For five days in June chefs from 13 Caribbean countries turn up the heat in Miami, Florida at the Taste of the Caribbean culinary showcase and challenge.
Teams comprised of a pastry chef, junior chef, bartender and executive chef, compete in challenges and attend symposiums or workshops to elevate their game. The annual event is produced by the Caribbean Hotel & Tourism Association and hosted at Hyatt Regency Miami.
In the kitchen we found Team Puerto Rico frying “pumpkin fritters, we also call ‘Old Women Belly’ because it’s very fluffy in the middle.” Team Turks & Caicos employ seafood for their libation called Bloody Conch. And as soca streamed from Trinidad & Tobago’s station, we found Team Bonaire slow-roasting barbecue pork butt. Team manager Floris Van Loo with Rum Runners Bonaire, explains, “What they do in this competition is really good, they have us work with the lesser cuts. Originally, that’s a chicken dish in Bonaire.”
During the culinary showcase Adrian Cumberbatch of Trinidad shared, “We always bring chadon beni and pimento because that’s Trinidad heritage. We knew what we were doing two months ago. What is new is the curry crab and dumpling, geera pork and stew chicken.” But the most inventive item is the curry fudge.
Mixologist Clinton Ramdhan with Team Trinidad & Tobago, serves his spin on the classic Laurel by “including pineapple juice and black currant liqueur.” “It’s called Fire & Ice because Trinidad Puncheon is called fire water.”
When every country’s platters were emptied three commendations were awarded: Out of this World Drink >> Team Puerto Rico, Most Tasteful Bite >> Team Jamaica, and Best Representation of Caribbean Cuisine >> Team USVI. Pastry chef Natalie Buckner of Caneel Bay Resort created “a banana bread pudding with coco tea sauce; [from] cocoa grown in St Croix” for Team United States Virgin Islands. “The banana pudding has nice spice, because the chocolate isn’t overly sweet and has a coffee caramel kick in it. “It balances everything nicely,” she added. “The biggest takeaway is the educational sessions and learning about the flavors within our own islands, the indigenous ingredients, that’s what it’s about.”
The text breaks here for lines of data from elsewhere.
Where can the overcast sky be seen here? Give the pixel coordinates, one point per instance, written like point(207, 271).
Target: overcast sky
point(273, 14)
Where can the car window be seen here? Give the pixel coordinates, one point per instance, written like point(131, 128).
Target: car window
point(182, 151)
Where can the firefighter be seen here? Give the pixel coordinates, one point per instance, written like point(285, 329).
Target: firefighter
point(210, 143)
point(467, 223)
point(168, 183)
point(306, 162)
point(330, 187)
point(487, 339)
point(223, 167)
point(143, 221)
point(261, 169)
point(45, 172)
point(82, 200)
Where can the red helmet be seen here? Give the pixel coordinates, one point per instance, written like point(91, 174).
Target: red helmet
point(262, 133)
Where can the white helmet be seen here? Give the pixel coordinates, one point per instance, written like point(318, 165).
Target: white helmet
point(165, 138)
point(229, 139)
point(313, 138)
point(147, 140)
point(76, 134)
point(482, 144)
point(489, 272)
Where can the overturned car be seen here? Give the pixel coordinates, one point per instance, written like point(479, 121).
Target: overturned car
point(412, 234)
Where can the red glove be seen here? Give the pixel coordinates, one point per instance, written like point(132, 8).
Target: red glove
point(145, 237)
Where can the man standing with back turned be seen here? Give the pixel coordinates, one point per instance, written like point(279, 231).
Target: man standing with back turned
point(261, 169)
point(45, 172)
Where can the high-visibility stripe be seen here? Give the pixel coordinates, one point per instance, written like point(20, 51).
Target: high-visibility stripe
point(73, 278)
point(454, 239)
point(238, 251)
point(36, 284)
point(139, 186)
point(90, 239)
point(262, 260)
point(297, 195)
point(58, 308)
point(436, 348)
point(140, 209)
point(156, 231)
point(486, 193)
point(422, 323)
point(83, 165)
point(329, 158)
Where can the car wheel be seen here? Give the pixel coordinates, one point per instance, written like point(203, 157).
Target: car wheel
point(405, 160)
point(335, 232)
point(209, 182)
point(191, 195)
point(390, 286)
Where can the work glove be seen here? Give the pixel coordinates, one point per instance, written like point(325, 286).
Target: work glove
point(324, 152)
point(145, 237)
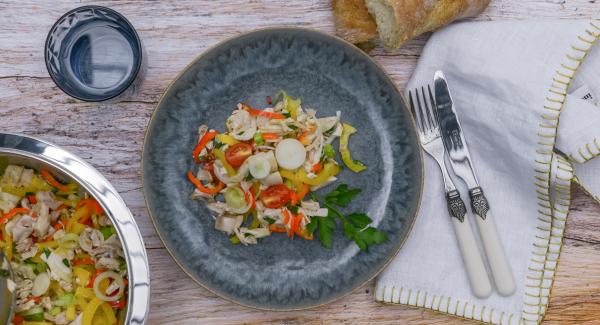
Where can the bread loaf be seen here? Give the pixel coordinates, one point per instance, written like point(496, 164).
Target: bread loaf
point(353, 21)
point(398, 21)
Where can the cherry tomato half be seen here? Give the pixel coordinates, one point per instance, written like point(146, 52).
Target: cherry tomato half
point(275, 196)
point(238, 153)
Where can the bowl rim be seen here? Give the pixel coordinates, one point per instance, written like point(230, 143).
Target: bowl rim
point(133, 76)
point(94, 183)
point(283, 28)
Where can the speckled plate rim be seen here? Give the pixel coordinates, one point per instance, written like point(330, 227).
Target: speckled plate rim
point(405, 108)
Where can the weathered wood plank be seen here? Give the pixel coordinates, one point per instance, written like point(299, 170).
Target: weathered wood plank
point(110, 136)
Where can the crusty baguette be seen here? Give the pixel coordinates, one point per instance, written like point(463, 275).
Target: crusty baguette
point(353, 21)
point(401, 20)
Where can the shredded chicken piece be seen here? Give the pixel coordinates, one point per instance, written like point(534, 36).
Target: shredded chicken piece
point(48, 199)
point(21, 227)
point(42, 223)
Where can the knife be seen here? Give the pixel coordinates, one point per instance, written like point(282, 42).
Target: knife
point(460, 159)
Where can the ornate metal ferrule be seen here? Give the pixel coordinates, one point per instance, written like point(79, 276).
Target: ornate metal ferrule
point(479, 203)
point(456, 206)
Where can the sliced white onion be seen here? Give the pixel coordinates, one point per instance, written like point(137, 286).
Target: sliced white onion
point(40, 284)
point(273, 179)
point(228, 223)
point(58, 267)
point(116, 279)
point(259, 166)
point(290, 153)
point(69, 241)
point(270, 156)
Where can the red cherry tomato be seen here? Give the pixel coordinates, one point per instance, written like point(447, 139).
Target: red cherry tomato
point(275, 196)
point(238, 153)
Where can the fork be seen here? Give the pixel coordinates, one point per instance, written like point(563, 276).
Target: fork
point(431, 141)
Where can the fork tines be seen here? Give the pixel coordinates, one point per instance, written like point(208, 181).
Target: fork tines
point(424, 112)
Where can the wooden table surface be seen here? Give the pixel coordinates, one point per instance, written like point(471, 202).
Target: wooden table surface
point(110, 136)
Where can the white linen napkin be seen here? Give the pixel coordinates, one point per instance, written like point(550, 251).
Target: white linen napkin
point(509, 81)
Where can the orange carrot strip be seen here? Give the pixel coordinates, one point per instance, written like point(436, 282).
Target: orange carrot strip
point(52, 181)
point(12, 213)
point(202, 144)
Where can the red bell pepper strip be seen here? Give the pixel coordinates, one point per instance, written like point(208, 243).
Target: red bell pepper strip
point(52, 181)
point(92, 204)
point(270, 136)
point(274, 228)
point(202, 144)
point(94, 276)
point(201, 187)
point(32, 199)
point(302, 192)
point(12, 213)
point(82, 261)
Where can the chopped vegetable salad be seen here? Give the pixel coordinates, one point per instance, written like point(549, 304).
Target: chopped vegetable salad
point(67, 260)
point(258, 175)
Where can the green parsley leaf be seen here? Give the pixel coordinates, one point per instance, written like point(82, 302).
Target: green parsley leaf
point(293, 209)
point(328, 151)
point(326, 227)
point(258, 139)
point(342, 195)
point(312, 225)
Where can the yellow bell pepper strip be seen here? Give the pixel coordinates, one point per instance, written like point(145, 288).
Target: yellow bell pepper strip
point(90, 311)
point(76, 228)
point(202, 144)
point(303, 138)
point(355, 166)
point(257, 112)
point(109, 313)
point(70, 312)
point(291, 176)
point(81, 215)
point(227, 139)
point(302, 192)
point(47, 244)
point(52, 181)
point(13, 212)
point(329, 169)
point(83, 276)
point(202, 188)
point(221, 156)
point(291, 105)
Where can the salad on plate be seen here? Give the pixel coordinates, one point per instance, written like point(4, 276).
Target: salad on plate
point(259, 175)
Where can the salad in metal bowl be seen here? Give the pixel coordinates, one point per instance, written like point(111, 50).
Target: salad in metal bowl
point(67, 261)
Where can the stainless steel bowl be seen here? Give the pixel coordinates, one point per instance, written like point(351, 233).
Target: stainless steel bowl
point(35, 153)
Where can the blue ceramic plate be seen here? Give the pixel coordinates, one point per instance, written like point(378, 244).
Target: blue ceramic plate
point(328, 74)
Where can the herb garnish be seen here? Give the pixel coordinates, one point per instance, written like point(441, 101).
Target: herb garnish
point(355, 225)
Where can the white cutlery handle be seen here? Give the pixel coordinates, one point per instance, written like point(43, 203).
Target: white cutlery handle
point(503, 277)
point(478, 277)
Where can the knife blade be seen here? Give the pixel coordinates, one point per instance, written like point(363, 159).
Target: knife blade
point(460, 160)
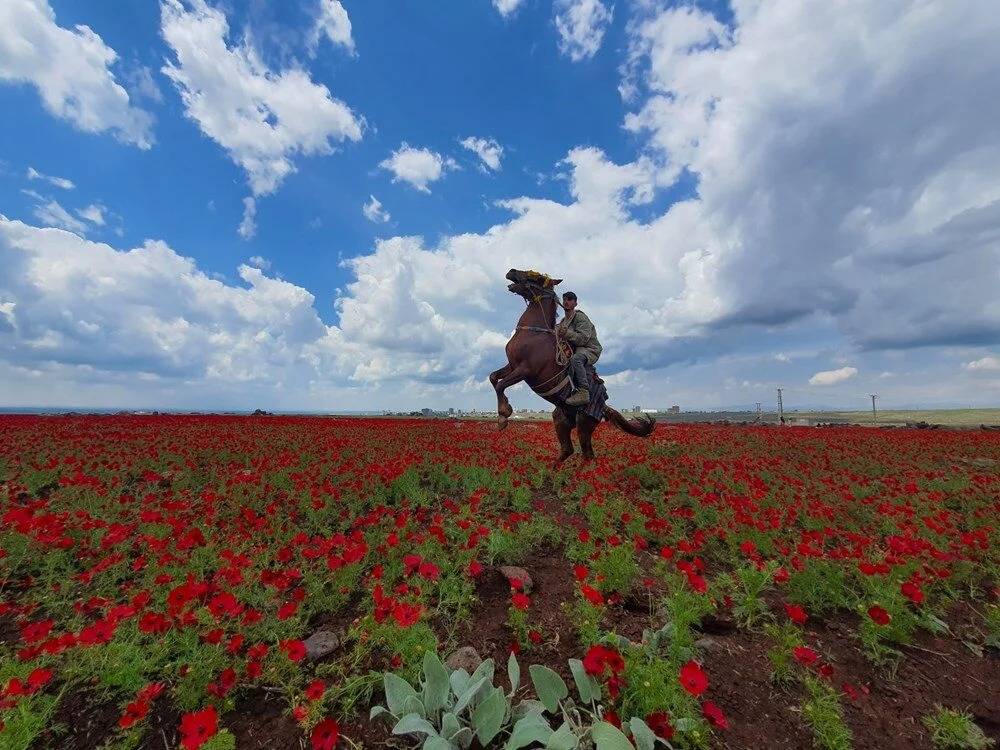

“In Suriname we are working on our gastronomic development,” offers team captain Sherwin Alexander, an executive chef at Hotel Torarica. “We don’t have facilities for young students to improve culinary skills. For the past four years there has been one center organizing training for students. We bring youths out from the Caribbean to Miami to compete at these events, and bring back knowledge and share with others.”